Depuis la fin des années 80, le tatouage se démocratise en Europe. On ne parle plus de phénomène de mode tant cette pratique connaît un véritable raz-de-marée. A l’occasion de la Tattoo Convention de Milan, analyse de la passion qu’ont les Italiens pour cet art.
Tatoués de la tête au pied, en couleur ou en noir et blanc, tous les styles sont représentés au salon du tatouage de Milan qui a eu lieu du 9 au 11 février. L’effervescence est à son maximum. Normal lorsque l’on considère la passion des Italiens pour cet art. Selon l’Institut Supérieur de la santé, l’Italie compte 7 millions de tatoués. Ce qui représente un chiffre d’affaire global de 100 millions d’euros par an que se partagent environ 30.000 tatoueurs. Autrefois marginalisé, se faire tatouer devient depuis la fin des années 80 un acte banalisé par la mondialisation.
Tattoo mania et influence des médias
Pour les tatoueurs français comme italiens, il existe une raison à l’augmentation du nombre de tatoués : les médias. Silvia, tatoueuse à Milan, note un changement mais qui date de plusieurs années : « Depuis les années 90 les gens ont changé d’avis sur le tatouage, on le doit aux footballeurs, artistes et influenceurs qui en passant à la télévision et dans les magazines donnent plus de visibilité à notre art. Les clients viennent même parfois avec les dessins des tatouages de leurs stars préférées. » Florent Garcia, tatoueur à Toulouse ajoute un autre aspect : « les émissions de télé réalité spéciales sur le tatouage ont aussi donné plus de visibilité à notre métier, à l’image de Ink Master et A la recherche du meilleur tatoueur ».
Business florissant
Et de nombreuses personnes ont vu le moyen de participer au business florissant du tatouage. Et pour cause, seules 90 heures de formation suffisent pour devenir tatoueur. Résultat, les salons se multiplient. En France, dans les années 80, on comptait une vingtaine d’établissements selon l’Ifop, aujourd’hui plus de 3.500 salons sont recensés dans le pays. Mais Florian juge durement cette facilité à devenir tatoueur : « Ces émissions ont apporté le sentiment que tout le monde peut faire notre métier en dessinant sur du papier calque et en recopiant. Les « scratcher » ou les mauvais tatoueurs sont de plus en plus nombreux, ils montent des boutiques ou tatouent chez eux. »
Une passion aussi forte en Italie qu’en France
En France comme en Italie, environ 7 millions sont déjà passés sous les aiguilles, soit respectivement 11,5% des italiens et 10,25% des français.
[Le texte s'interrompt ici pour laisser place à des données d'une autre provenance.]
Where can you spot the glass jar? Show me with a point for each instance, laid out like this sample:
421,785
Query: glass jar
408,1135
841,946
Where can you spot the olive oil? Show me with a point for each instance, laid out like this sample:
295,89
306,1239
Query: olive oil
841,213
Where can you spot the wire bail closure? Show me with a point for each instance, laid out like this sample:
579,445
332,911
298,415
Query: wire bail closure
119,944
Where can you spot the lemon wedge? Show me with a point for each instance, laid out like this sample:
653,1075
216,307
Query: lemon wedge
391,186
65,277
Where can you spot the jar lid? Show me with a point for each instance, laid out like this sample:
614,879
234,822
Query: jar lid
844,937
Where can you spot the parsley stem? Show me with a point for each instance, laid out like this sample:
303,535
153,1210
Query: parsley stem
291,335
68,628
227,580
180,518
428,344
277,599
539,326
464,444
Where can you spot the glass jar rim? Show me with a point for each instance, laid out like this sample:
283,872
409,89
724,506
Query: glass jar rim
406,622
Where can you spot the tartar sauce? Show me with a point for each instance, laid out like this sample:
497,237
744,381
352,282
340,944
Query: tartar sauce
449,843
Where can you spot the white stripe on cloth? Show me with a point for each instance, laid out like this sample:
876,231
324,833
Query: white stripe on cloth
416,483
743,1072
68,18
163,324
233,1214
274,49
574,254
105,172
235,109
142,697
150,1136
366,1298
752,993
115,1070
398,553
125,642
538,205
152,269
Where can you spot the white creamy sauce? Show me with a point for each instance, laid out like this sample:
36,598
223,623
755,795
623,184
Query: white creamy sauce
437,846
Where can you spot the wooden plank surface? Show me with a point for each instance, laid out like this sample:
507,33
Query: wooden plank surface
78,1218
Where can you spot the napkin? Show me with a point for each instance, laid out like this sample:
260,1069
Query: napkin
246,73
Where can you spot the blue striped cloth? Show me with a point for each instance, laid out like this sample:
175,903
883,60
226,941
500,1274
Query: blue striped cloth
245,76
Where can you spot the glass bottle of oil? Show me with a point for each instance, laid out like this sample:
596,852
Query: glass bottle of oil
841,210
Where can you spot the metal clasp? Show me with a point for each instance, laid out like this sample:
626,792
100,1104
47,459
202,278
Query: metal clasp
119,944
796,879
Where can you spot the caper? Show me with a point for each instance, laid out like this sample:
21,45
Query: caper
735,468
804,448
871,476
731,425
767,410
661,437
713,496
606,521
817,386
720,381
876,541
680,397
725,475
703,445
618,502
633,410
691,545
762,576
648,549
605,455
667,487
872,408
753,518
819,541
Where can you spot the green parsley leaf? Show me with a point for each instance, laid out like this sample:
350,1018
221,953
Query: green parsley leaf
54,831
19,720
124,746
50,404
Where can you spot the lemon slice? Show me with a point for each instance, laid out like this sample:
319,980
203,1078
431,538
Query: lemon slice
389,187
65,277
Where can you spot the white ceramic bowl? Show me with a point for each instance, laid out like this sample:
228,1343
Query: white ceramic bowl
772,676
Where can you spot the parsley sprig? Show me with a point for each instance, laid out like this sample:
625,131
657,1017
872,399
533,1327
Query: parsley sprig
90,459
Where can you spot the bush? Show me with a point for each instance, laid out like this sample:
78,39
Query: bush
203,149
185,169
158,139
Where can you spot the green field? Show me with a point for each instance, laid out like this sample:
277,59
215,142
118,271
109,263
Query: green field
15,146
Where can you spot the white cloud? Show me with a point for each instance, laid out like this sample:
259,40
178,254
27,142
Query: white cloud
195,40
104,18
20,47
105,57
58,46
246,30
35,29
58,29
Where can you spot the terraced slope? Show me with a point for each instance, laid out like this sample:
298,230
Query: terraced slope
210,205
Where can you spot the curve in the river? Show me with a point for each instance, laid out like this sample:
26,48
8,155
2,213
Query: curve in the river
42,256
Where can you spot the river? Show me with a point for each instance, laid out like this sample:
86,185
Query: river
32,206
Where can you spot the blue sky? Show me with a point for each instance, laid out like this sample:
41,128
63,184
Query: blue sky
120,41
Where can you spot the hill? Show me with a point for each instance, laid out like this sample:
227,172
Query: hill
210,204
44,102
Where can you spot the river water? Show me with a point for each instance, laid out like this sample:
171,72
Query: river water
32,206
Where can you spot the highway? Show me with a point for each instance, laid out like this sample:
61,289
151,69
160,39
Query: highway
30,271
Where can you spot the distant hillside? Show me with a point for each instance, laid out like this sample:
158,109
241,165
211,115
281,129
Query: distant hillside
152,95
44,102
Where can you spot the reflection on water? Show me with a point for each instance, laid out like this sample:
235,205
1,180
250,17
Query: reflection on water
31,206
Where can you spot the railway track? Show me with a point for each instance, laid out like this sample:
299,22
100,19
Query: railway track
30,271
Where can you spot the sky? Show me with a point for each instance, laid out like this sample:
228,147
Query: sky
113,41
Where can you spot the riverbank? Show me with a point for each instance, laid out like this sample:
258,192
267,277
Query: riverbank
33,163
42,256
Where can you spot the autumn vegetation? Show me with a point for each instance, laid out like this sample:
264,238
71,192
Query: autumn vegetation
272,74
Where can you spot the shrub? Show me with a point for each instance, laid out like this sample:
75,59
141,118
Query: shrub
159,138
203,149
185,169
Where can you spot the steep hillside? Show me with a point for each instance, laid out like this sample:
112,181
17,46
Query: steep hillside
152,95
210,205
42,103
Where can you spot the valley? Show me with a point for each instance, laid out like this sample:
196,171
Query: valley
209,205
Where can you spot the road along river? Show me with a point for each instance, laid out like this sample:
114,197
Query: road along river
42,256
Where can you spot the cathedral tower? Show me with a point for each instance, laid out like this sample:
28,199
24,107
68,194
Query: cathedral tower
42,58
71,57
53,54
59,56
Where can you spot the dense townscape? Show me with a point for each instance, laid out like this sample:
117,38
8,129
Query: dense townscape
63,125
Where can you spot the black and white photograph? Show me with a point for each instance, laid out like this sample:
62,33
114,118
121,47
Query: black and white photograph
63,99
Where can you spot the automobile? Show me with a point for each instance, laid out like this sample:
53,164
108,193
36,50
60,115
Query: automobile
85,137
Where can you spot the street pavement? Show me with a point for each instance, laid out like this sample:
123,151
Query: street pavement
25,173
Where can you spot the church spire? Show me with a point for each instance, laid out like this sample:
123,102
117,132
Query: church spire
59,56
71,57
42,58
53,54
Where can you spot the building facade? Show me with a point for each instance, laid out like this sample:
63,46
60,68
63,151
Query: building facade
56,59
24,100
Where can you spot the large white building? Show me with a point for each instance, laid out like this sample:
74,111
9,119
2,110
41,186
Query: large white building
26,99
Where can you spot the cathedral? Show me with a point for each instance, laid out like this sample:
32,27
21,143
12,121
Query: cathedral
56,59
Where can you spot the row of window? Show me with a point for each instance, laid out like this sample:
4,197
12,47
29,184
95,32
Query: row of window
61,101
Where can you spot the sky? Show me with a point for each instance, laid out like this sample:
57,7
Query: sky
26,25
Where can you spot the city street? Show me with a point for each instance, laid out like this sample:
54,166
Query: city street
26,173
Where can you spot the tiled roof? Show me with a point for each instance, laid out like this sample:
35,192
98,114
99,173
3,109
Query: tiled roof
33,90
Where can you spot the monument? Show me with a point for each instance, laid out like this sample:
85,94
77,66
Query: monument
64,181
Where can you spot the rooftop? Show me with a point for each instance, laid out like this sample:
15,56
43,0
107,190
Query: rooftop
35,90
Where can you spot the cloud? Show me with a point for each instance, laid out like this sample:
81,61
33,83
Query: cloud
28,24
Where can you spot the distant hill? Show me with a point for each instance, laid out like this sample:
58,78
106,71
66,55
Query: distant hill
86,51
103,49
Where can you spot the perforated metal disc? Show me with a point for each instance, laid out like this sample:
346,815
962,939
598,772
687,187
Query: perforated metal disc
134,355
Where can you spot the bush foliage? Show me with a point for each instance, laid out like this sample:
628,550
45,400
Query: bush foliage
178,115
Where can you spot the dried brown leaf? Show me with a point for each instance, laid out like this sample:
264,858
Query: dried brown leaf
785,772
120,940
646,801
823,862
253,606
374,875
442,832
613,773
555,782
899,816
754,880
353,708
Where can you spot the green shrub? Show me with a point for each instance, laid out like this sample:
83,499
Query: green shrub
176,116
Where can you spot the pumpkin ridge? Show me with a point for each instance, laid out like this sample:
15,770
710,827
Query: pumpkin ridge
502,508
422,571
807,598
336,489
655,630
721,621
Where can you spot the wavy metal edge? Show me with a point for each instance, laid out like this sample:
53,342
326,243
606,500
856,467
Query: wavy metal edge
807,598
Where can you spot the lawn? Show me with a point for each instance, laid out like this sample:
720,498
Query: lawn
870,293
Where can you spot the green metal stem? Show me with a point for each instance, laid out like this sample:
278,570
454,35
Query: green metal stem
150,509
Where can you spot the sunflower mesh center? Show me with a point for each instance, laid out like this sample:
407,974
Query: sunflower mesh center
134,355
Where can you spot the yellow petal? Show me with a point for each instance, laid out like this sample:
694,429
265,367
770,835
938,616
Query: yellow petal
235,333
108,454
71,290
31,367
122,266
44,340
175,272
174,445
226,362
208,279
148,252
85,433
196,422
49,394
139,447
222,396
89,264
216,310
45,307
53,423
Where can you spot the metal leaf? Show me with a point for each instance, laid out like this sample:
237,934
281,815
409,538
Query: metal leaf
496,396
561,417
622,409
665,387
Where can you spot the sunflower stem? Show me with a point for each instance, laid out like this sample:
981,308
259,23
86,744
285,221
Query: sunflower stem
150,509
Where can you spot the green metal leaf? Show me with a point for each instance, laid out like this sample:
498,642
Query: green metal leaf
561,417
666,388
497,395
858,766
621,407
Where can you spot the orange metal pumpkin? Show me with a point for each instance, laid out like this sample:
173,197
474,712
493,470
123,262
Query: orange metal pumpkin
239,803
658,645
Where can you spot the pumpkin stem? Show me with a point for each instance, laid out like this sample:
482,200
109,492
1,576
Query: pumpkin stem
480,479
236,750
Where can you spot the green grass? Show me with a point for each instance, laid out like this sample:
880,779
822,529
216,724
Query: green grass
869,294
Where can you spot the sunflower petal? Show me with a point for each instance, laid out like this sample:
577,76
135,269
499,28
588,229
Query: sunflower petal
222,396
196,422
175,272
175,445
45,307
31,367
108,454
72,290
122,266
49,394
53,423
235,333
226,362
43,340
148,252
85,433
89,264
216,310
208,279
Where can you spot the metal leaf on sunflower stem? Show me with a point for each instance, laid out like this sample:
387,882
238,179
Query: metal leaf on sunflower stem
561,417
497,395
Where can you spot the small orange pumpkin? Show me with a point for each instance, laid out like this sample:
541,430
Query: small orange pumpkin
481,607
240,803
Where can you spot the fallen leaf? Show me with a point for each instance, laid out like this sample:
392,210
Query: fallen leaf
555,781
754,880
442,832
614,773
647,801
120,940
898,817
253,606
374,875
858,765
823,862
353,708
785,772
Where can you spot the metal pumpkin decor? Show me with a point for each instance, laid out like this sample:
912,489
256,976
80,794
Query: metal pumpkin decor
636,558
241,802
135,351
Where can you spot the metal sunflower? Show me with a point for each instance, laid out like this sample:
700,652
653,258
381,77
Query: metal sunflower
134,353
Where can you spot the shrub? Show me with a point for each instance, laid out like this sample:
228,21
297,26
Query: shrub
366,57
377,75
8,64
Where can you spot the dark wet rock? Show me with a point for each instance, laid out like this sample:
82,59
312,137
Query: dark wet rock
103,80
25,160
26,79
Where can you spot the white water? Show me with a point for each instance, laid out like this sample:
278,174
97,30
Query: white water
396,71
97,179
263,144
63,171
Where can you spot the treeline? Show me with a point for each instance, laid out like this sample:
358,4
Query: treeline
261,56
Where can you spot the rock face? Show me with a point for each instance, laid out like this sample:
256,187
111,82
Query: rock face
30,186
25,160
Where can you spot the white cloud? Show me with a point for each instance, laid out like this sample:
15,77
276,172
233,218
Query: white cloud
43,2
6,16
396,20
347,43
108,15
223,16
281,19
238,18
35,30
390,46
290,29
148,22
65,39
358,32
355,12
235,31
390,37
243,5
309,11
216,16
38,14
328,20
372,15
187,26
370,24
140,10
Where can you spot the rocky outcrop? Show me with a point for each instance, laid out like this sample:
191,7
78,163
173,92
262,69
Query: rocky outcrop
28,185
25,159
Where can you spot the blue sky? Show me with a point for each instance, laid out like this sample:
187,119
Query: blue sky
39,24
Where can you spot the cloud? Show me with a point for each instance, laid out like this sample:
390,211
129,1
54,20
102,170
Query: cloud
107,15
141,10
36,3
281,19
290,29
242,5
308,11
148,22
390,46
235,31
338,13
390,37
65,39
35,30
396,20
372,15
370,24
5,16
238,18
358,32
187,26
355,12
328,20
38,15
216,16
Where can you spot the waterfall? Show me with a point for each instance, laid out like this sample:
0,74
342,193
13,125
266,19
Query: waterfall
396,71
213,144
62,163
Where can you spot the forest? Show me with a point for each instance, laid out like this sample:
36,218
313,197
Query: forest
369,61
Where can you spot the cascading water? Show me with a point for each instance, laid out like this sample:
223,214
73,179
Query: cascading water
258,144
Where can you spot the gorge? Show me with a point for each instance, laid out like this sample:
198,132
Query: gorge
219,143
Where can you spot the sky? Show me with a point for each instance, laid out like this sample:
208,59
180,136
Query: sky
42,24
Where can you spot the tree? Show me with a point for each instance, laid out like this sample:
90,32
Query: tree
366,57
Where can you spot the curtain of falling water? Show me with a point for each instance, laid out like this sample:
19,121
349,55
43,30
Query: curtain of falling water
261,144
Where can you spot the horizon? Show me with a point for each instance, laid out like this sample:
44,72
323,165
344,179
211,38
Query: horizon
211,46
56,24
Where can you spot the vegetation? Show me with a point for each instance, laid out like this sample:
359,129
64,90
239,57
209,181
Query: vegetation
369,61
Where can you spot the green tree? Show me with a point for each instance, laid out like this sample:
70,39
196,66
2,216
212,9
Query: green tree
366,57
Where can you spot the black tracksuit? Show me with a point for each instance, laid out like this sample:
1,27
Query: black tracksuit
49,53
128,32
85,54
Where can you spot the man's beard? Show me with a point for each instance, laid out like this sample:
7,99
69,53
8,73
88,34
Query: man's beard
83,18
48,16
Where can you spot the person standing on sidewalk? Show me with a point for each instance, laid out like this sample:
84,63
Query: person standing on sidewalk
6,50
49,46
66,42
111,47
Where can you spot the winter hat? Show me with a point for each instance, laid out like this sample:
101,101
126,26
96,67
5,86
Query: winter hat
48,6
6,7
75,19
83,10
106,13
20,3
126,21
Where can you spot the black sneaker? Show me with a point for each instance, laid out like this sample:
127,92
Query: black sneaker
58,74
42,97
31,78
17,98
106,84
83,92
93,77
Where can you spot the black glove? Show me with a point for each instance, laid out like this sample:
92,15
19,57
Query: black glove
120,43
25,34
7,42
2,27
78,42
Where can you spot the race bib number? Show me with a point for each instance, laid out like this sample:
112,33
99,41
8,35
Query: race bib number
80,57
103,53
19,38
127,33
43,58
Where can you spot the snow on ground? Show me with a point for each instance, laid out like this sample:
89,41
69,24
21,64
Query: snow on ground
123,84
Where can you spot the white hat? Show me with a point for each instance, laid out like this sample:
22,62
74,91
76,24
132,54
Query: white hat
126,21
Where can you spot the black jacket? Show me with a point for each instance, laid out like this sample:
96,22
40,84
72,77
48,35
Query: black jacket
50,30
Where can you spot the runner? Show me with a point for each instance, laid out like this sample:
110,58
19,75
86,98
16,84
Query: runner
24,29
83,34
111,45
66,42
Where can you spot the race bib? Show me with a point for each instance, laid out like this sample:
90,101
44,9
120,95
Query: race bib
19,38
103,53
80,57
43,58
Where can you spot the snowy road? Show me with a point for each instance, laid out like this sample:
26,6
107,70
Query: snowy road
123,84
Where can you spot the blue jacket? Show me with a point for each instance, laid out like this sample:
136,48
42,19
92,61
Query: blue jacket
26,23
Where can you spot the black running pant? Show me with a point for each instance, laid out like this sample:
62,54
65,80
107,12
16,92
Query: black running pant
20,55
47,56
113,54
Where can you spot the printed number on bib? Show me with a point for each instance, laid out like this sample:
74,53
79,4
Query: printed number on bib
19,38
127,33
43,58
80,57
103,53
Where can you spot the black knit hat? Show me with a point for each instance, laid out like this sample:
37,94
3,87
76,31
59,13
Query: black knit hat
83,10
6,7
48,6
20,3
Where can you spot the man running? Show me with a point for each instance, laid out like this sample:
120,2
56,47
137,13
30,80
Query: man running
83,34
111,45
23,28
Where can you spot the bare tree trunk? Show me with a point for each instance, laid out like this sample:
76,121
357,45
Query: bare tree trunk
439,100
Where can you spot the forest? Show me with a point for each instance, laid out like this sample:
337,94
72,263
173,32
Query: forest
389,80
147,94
Et principalement les femmes. 14% des italiennes et 16% des françaises ont succombé à la tattoo-mania selon l’Iss et l’Ifop. Reste que ces dernières préfèrent les symboles minimalistes. Ecritures et petits dessins volent dorénavant la vedette aux dessins tribaux. Car si le tatouage se démocratise, il se veut néanmoins toujours plus discret.
Les jeunes actifs : 65% des tatoués en Italie
Les jeunes actifs de 30 à 45 ans sont devenus la nouvelle cible des salons de tatouages, autrefois fréquentés par les plus jeunes. Ouvriers, hommes en costumes, et même personnes âgées, les artistes voient défiler toutes les générations dans leurs salons. Pour Florent : « l’augmentation du niveau de vie est aussi propice à l’augmentation du nombre de tatoués. » En moyenne, le plus petit des tatouages coûte 70€ et peut en atteindre des milliers.
L’aspect géographique peut-il être pris en compte ? Florian ne voit pas de différence selon les pays : « Le public est le même que ce soit en Italie ou en France et l’engouement similaire. Les mentalités ont surtout évolué au niveau européen mais aussi mondial.»
Quant à Silvia, l’augmentation du nombre de tatoués trouve une justification dans l’Italie elle-même : « Nous sommes dans un pays latin, le culte du corps reste important. Le tatouage est vu comme un accessoire sublimant les corps que nous montrons à la plage pendant l’été. »
Cette année, le salon a accueilli plus de 20.000 visiteurs et 450 artistes. Malgré cet énorme succès, il faut noter l’augmentation du phénomène du détatouage. Un sondage de 2013 annonce que 40% des Italiens tatoués regrettent leur geste et souhaiteraient y remédier.